Pyodide is a way to run Python “natively” in a browser via web assembly (wasm). About two years ago, @bollwyvl threw together some prototype work on a Pyodide-based Jupyter kernel called jyve. That was forked and extended to be a Jupyter labextension (I’m not sure if the author is on this discourse), also done about two years ago. Jyve is even mentioned in a May 2019 open ticket in the Pyodide issues.
I am also aware that Iodide exists, not to be conflated with Pyodide although they’re written by the same team (git / blog post / demo). While Iodide does offer a Jupyter-esque interface, it is not Jupyter in a browser.
To the topic of this post: is there anything else going on in the Jupyter/Pyodide realm? The best answer would be, “yes you can serve a static page (with wasm) that spins up a Jupyter single-user instance running in Pyodide, a Pyodide-based kernel, and Notebooks ‘just work’ to include rendering input()
and ipywidgets.” I don’t expect that exists, or it would have absolutely made the rounds. But is there anything between the jyve prototyping two years ago and now that we should look at as “prior art”?

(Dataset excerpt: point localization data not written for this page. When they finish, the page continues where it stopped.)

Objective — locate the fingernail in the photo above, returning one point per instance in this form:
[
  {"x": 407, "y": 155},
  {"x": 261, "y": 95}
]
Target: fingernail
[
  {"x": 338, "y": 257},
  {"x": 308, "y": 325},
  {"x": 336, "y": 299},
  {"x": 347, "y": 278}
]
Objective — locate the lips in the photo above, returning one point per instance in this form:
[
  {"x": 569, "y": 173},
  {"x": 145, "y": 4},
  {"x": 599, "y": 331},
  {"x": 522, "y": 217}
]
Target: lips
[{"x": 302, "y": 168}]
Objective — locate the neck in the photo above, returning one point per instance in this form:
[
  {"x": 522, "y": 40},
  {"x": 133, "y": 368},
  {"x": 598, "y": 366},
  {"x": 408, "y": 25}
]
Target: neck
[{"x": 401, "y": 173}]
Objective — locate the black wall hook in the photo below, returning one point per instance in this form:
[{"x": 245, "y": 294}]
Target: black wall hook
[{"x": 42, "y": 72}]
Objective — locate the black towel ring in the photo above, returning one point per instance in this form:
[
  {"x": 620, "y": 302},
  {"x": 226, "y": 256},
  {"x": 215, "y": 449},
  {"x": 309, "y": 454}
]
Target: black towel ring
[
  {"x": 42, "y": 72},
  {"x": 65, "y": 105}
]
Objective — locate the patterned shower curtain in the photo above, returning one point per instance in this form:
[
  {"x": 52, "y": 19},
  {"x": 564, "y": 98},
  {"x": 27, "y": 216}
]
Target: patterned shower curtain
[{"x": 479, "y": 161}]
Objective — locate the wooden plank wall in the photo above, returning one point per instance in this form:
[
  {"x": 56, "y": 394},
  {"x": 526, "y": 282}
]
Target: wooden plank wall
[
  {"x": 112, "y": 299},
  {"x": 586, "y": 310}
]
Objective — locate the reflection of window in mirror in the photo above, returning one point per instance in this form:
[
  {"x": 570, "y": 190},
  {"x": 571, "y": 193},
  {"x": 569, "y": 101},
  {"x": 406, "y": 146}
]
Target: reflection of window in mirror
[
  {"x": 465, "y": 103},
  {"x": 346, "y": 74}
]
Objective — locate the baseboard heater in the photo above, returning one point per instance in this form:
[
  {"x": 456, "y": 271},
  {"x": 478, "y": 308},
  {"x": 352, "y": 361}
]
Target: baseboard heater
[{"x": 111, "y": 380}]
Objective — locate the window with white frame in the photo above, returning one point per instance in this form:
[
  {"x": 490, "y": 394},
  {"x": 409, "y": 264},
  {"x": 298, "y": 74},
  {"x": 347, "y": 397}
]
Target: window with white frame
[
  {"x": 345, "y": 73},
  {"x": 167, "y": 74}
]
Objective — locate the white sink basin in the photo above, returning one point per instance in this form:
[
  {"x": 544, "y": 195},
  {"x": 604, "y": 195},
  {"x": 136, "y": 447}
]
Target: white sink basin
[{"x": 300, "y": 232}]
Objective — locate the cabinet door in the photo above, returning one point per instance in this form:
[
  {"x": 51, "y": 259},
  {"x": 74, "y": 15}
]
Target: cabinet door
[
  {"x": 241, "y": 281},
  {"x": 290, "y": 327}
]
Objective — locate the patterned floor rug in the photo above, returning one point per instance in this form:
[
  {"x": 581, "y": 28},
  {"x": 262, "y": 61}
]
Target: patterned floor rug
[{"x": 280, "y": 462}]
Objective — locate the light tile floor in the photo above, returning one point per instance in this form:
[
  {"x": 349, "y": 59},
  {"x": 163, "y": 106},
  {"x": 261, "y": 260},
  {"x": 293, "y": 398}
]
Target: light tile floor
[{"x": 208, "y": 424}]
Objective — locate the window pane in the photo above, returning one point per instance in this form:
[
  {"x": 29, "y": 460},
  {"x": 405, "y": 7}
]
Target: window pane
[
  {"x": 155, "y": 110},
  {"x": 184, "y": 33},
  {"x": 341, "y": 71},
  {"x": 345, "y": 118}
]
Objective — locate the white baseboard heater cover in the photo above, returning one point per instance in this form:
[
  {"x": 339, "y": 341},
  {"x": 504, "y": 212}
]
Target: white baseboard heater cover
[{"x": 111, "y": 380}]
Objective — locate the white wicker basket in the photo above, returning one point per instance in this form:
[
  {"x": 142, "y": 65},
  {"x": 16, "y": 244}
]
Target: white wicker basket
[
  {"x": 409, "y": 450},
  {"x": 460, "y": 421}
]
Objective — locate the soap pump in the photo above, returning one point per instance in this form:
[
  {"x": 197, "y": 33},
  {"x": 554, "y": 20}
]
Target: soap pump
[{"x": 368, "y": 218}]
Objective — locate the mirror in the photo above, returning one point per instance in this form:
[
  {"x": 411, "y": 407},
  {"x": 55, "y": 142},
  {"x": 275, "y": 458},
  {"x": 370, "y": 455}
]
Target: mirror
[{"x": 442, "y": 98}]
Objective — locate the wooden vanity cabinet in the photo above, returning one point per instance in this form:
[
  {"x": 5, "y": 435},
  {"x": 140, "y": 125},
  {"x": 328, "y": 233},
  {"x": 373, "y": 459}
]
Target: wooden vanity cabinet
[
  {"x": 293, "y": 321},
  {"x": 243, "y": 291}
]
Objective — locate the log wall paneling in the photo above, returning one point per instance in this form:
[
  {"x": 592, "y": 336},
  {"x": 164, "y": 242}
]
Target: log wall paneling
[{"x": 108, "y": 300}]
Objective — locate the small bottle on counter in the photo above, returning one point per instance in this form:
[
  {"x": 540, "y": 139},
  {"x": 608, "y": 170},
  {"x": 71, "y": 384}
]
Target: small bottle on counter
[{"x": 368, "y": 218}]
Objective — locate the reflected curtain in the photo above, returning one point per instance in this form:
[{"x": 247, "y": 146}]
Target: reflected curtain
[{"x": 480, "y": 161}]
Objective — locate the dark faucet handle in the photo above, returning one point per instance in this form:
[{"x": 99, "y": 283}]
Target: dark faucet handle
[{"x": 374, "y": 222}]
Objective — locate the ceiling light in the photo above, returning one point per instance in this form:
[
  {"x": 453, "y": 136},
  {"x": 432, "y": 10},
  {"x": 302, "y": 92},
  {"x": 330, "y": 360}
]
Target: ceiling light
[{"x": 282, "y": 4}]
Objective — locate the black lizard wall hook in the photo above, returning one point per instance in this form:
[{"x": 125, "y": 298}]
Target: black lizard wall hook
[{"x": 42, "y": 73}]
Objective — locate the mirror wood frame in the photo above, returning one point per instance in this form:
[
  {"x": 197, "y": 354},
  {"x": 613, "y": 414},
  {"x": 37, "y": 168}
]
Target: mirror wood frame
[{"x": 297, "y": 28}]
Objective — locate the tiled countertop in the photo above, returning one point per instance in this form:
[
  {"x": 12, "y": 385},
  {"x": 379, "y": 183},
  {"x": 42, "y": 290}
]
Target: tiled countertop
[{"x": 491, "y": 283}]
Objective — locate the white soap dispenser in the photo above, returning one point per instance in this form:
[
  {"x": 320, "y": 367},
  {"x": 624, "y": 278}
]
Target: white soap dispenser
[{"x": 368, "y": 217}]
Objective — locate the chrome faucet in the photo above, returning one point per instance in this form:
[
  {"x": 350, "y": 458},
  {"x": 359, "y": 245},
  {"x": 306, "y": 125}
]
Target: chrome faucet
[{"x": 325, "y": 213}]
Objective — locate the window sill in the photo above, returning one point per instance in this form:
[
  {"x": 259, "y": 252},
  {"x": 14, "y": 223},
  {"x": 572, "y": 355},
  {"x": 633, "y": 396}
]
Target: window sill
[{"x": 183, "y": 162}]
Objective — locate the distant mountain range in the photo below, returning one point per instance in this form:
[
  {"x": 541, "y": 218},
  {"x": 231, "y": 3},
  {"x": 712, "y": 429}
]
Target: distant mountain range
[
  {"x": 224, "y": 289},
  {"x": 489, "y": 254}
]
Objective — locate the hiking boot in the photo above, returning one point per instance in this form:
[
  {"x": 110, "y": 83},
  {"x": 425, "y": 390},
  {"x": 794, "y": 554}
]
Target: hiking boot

Ultimately, the use-case here is having another infrastructure option for executing Jupyter Notebooks – in this case needing only the browser itself and not even a Binder or similar corporate infrastructure solution. I’ll acknowledge ahead of time that there are a myriad of other challenges to address running a Notebook designed in a traditional Jupyter environment in Pyodide, such as http requests/networking needing to go through the the javascript api instead of requests/sockets.